Alerts and rules¶
You add alerts and recording rules to Prometheus by creating
PrometheusRule Custom Resources. The Operator picks them up, regenerates
the Prometheus configuration secret, and Prometheus hot-reloads. You never
edit prometheus.yml directly.
Anatomy of a PrometheusRule¶
apiVersion: monitoring.coreos.com/v1
kind: PrometheusRule
metadata:
name: my-app-alerts
namespace: my-app
labels:
# The operator picks up rules whose labels match
# prometheus.prometheusSpec.ruleSelector. By default the chart's selector
# uses the chart release labels, so set them explicitly OR widen the
# selector (see Configuration > Selecting custom rules).
app.kubernetes.io/instance: prometheus-stack
app.kubernetes.io/part-of: prometheus-stack
spec:
groups:
- name: my-app.rules
interval: 30s
rules:
# Recording rule
- record: my_app:request_error_ratio:rate5m
expr: |
sum(rate(http_requests_total{job="my-app",code=~"5.."}[5m]))
/
sum(rate(http_requests_total{job="my-app"}[5m]))
# Alerting rule
- alert: MyAppHighErrorRate
expr: my_app:request_error_ratio:rate5m > 0.05
for: 10m
labels:
severity: warning
team: my-team
annotations:
summary: "my-app error ratio above 5% for 10m"
description: |
Error ratio is {{ $value | humanizePercentage }} on namespace
{{ $labels.namespace }}.
runbook_url: https://runbooks.example.com/my-app-high-error-rate
Apply with kubectl apply -f.
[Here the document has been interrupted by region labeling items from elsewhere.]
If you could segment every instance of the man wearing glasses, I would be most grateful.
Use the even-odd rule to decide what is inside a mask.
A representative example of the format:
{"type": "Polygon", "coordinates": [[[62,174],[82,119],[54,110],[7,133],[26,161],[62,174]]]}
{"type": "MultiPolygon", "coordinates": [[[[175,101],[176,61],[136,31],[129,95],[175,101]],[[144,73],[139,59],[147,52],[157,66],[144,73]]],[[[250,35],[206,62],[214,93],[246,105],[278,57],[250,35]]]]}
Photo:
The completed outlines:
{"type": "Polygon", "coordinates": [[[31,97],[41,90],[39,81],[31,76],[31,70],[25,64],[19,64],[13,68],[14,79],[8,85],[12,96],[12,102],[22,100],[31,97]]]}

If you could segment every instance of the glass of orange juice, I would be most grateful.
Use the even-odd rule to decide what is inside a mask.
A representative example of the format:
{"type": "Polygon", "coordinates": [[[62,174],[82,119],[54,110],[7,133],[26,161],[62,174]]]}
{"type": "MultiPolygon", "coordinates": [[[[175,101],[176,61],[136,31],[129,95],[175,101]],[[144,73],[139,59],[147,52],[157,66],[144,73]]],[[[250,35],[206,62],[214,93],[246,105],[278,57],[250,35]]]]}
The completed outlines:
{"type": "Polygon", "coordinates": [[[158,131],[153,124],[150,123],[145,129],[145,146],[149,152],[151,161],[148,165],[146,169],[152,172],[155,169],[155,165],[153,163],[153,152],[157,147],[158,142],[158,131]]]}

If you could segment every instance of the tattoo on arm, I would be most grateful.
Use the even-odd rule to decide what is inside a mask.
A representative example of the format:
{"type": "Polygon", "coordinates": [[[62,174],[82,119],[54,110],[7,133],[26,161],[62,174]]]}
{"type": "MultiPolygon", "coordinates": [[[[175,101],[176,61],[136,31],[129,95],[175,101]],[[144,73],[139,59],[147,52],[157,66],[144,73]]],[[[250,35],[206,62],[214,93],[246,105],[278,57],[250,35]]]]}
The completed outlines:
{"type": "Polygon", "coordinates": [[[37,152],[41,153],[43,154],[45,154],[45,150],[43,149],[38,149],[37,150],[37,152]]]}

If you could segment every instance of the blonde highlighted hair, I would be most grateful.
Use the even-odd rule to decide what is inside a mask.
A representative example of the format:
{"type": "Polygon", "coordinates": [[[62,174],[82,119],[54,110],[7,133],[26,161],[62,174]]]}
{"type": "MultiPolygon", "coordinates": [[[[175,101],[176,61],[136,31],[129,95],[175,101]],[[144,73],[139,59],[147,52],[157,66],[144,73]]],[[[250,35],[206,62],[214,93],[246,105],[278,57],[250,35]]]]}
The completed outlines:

Within ~30s the Operator reconciles the
config and Prometheus reloads.
Verify a rule was actually loaded
- Open the Prometheus UI » Alerts tab and find the alert by name.
- Or run
kubectl -n monitoring exec deploy/prometheus-stack-grafana -- wget -qO- http://prometheus-stack-kube-prom-prometheus:9090/api/v1/rules(any pod in the namespace that can reach the Prometheus Service works).
Inline rules (small / cluster-wide)¶
For a small number of rules that you want to ship with the chart values, use
additionalPrometheusRulesMap:
additionalPrometheusRulesMap:
platform:
groups:
- name: platform.rules
rules:
- alert: PVCAlmostFull
expr: |
kubelet_volume_stats_used_bytes / kubelet_volume_stats_capacity_bytes > 0.9
for: 15m
labels:
severity: warning
annotations:
summary: "PVC {{ $labels.persistentvolumeclaim }} >90% full"
Each top-level key under additionalPrometheusRulesMap becomes a separate
PrometheusRule resource.
For per-team or per-app rules, prefer creating a PrometheusRule in the
team's namespace — that way teams own their alerts.
Disabling default rules¶
The chart ships a curated bundle of recording and alerting rules. Toggle groups individually:
defaultRules:
create: true # set false to disable ALL bundled rules
rules:
alertmanager: true
etcd: false # disable on managed clusters
configReloaders: true
general: true
k8sContainerCpuUsageSecondsTotal: true
kubeApiserverAvailability: true
kubeApiserverHistogram: true
kubeApiserverSlos: true
kubeControllerManager: false # disable on managed clusters
kubelet: true
kubeProxy: false # disable when using kube-proxy replacement
kubeScheduler: false # disable on managed clusters
kubeStateMetrics: true
network: true
node: true
nodeExporterAlerting: true
nodeExporterRecording: true
prometheus: true
prometheusOperator: true
Disabling rule groups is mainly useful to silence the perma-firing *Down
alerts when the corresponding scrape target is intentionally absent (managed
control plane, kube-proxy replacement, etc.).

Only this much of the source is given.